A Brisbane Lions development coach has won a major victory against WorkCover for all claimants over the delivery
of noncomplying notices of claim for damages.
Craig Brittain was injured in two work accidents at the Brisbane Bears – Fitzroy Football Club in January 2007 and May 2009.
His solicitors delivered a notice of claim for damages in April 2010.
Because none of the injuries intended to be claimed for had at that time been assessed, WorkCover deemed the notice “invalid” due to non-compliance with s 250 and returned it to his solicitors.
Concerned his claim had been permanently barred, Brittain sought declarations that although non-compliant, the notice of claim was nevertheless valid.
There was no dispute that having given the notice of claim prior to any injuries being assessed meant that it was non-compliant with section 275.
Justice Peter Flanagan agreed – because of numerous mechanisms dealing with notices non-compliant for other reasons – non-compliance did not equate to invalidity.
Giving a deficient notice nevertheless engaged section 278 requiring WorkCover to identify the non-compliance and state whether it waived the deficiency.
It also engaged the deeming provision in section 278 (4) which permits the notice of claim to be taken as a compliant notice if WorkCover does not respond to the notice within the specified 10 days after its receipt.

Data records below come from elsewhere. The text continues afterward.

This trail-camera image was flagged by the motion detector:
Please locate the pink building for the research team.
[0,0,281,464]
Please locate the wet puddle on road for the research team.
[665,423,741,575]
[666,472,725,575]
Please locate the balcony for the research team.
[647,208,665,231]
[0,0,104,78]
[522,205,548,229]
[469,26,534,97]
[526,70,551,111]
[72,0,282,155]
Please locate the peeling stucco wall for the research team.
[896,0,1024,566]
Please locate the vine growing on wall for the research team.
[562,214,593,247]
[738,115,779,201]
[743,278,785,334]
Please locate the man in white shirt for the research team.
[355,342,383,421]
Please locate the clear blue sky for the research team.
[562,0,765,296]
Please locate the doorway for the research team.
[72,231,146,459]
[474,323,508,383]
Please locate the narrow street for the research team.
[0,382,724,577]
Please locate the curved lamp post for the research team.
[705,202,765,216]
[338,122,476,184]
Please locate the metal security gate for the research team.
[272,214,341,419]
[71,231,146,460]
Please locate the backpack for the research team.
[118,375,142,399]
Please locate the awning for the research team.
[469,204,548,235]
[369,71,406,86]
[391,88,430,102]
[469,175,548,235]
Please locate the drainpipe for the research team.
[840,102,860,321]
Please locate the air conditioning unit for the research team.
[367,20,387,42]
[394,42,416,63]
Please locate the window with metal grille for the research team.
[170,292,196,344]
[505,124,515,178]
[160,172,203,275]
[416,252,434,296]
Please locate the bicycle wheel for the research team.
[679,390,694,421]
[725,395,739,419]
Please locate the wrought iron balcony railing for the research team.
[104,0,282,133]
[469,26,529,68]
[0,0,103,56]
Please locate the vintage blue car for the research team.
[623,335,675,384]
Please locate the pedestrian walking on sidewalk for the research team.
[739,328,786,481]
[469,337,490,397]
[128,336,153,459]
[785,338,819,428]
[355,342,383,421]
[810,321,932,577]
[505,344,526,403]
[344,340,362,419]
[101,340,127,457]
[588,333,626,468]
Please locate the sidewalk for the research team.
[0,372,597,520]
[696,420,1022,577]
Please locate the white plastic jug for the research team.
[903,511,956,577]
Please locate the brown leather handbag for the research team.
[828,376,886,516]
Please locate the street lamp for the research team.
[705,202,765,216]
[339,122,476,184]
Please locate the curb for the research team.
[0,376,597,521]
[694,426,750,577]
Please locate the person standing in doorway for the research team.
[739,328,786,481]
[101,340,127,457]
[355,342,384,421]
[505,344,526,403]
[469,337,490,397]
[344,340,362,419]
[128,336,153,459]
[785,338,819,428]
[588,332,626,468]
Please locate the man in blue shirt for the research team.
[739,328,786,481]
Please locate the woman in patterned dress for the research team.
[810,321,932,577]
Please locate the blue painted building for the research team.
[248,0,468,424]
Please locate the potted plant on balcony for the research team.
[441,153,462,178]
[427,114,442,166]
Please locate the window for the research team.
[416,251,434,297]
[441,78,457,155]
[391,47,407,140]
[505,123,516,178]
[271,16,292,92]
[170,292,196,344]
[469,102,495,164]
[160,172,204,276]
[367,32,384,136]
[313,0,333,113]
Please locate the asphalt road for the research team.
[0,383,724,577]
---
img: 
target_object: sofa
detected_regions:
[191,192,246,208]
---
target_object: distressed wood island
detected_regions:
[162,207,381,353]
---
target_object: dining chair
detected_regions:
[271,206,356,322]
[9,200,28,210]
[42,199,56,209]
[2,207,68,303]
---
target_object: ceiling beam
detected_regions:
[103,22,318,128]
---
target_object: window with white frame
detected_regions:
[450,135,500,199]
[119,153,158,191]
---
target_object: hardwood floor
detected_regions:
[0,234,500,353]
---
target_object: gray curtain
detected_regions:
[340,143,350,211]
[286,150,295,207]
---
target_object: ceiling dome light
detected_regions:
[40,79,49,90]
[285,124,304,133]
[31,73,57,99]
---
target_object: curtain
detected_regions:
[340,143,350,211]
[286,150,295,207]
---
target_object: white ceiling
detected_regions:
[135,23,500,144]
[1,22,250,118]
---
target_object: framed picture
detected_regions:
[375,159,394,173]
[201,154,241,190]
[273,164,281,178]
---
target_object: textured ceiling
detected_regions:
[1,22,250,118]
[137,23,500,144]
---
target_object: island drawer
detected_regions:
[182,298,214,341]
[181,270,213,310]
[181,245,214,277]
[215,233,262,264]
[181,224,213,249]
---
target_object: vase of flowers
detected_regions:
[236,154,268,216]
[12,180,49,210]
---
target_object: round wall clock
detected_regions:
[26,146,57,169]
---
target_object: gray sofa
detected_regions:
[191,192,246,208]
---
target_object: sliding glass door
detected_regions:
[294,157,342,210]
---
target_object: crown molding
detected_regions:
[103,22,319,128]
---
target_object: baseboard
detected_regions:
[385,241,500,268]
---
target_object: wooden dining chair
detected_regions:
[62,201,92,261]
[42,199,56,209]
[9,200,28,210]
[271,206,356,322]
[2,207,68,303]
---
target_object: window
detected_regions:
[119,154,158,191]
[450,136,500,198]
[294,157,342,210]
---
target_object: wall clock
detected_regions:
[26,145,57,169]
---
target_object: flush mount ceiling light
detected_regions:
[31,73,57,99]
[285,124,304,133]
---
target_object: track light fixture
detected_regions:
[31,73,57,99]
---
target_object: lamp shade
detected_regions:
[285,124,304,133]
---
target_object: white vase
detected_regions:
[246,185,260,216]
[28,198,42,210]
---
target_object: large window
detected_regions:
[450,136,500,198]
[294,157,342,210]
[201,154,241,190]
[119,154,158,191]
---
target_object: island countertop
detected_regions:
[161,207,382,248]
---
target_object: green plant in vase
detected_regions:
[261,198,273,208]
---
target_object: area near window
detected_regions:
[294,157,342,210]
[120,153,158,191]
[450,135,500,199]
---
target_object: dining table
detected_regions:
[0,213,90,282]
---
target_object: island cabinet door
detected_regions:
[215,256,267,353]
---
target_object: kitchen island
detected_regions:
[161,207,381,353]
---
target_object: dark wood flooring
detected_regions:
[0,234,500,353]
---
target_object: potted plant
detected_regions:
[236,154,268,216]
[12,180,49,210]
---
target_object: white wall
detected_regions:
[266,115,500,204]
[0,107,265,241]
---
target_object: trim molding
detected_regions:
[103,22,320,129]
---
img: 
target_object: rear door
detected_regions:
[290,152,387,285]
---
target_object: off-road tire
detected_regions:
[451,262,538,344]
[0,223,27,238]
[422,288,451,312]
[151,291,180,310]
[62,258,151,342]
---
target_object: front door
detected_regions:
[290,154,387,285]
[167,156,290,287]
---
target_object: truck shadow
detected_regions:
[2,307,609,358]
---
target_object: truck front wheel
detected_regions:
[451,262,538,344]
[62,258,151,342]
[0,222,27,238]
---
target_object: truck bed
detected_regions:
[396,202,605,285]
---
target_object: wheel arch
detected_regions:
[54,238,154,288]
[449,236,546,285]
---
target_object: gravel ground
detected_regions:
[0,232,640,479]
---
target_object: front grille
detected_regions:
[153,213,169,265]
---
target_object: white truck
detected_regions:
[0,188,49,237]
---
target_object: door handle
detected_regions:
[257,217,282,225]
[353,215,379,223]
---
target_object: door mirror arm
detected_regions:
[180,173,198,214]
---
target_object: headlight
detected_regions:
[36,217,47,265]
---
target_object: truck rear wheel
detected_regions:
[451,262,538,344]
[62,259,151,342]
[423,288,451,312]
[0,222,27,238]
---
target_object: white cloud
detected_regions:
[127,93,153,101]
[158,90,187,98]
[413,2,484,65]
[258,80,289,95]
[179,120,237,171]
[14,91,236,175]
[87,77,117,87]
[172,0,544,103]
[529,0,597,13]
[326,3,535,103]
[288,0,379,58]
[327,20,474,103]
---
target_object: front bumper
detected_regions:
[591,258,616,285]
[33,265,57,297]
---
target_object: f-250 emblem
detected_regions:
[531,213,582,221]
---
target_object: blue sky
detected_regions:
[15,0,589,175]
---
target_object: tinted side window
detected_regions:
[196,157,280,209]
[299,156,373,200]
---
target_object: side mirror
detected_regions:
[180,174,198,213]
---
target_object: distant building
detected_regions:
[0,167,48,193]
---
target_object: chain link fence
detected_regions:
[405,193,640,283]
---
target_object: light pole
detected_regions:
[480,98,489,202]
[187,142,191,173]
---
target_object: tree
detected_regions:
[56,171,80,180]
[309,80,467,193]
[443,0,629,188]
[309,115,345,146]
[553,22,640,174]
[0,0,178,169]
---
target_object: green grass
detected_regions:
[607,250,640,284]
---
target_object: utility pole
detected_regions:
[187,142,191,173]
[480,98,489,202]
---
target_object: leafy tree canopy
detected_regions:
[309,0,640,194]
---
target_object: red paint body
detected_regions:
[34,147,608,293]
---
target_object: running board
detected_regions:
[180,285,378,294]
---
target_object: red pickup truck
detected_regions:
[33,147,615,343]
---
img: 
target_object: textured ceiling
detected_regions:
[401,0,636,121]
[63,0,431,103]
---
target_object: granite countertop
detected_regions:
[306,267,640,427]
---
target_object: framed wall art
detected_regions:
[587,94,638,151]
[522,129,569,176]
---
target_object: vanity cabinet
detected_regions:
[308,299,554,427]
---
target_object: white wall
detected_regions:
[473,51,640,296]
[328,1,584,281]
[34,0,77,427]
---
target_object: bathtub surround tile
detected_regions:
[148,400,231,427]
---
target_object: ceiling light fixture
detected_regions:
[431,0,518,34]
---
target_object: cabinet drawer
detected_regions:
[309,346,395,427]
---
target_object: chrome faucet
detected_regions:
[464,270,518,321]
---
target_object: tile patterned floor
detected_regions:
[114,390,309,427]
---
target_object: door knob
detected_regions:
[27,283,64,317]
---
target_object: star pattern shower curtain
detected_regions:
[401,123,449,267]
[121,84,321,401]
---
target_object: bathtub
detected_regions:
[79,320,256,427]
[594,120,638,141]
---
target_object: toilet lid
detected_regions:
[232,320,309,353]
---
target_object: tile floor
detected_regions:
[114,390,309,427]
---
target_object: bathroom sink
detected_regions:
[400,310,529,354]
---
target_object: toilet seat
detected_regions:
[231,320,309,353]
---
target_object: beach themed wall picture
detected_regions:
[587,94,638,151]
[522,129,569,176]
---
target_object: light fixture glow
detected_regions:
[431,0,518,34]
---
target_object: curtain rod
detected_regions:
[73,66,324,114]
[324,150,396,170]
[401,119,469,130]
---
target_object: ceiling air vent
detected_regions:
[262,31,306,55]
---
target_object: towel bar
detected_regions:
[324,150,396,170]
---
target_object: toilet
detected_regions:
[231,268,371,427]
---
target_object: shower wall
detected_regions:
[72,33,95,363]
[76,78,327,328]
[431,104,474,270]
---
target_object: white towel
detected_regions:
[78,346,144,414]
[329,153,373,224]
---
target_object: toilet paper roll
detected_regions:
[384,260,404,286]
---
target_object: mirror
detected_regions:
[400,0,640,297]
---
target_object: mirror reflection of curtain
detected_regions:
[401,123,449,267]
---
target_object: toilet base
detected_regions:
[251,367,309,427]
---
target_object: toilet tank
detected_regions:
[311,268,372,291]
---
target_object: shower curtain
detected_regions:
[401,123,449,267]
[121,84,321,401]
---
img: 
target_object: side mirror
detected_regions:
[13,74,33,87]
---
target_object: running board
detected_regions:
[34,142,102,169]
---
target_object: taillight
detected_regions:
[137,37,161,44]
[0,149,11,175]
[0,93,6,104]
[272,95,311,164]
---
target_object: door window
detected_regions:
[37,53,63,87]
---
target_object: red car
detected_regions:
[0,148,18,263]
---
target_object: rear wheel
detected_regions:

That also meant that Brittain’s non-compliant notice effectively stopped the running of any limitation period by operation of section 302(1)(a)(i).
As a consequence, Brittain will be able to pursue his claim against WorkCover for the May 2009 injury.
The moratorium also applies to the limitation in respect of the January 2007 injury but because that period had expired prior to the giving of the notice of claim in April 2010, Brittain can only take advantage of the section 302 moratorium if he succeeds in an application to extend time for that injury, to the April 2010 date.